SECRETS of one of the world’s least studied mammals, the giant armadillo, are being revealed in a new documentary.

Giant armadillos, rare, nocturnal and living mostly underground, are so hard to find even the show’s narrator David Attenborough has still not seen them in the wild 60 years on from his first attempt.

But now footage shot in Brazil by a Scots film crew shows how digging and burrowing by the largest of all armadillo species provides food and lodgings for at least 80 species, underpinning wildlife in Earth’s biggest tropical wetland.

Film-makers worked closely with scientists studying the elusive mammal to capture footage, including the first broadcast of a wild giant armadillo newborn baby and pictures inside the six-metre deep burrows.

Filmed in the 54,000 square mile Pantanal wilderness, the Hotel Armadillo documentary reveals new details of giant armadillo parenting and how their burrowing helps engineer the habitat for other species to benefit from.

Producer, director and cameraman Justin Purefoy said: “Viewers will never have seen giant armadillos filmed like this before. Rare, solitary, living mostly underground in very remote habitat and emerging only at night makes them extremely challenging to find, let alone film – so much so that even David Attenborough, our narrator, still yearns to see one in the wild despite embarking on the quest 60 years ago.”

Sir David, who went on an expedition to collect wild armadillos for London Zoo in the 1950s, at a time when that was considered acceptable, said he had spent a long time in Paraguay trying to find one.

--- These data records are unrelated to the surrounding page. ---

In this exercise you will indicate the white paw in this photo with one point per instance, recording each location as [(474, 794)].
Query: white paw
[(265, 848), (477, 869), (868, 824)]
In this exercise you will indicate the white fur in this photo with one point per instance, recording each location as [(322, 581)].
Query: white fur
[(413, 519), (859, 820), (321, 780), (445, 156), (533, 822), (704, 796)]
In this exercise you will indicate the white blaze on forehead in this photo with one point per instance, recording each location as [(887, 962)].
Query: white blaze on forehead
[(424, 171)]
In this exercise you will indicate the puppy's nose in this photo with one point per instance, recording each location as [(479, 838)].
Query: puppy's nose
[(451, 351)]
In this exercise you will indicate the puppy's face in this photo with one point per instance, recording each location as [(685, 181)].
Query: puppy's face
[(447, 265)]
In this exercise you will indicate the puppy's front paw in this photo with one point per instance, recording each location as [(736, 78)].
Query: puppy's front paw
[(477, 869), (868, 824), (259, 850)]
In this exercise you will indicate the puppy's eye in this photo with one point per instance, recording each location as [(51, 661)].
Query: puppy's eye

But he said he had had “no luck at all”.

Having seen the film, he said he realised that was because they were hardly ever above ground.

“Because they had to dig burrows in the mostly dry parts of the wilderness, to prevent them becoming waterlogged when the rains come, they did so in tough areas, tangled with roots in the hard-baked earth.”

“Giant armadillos can create holes that other creatures find useful and could never dig for themselves,” he said.

Glasgow-based independent TV production company Maramedia worked with Royal Zoological Society of Scotland biologist Arnaud Desbiez and his team.

Hotel Armadillo is on BBC2 at 9pm on Friday.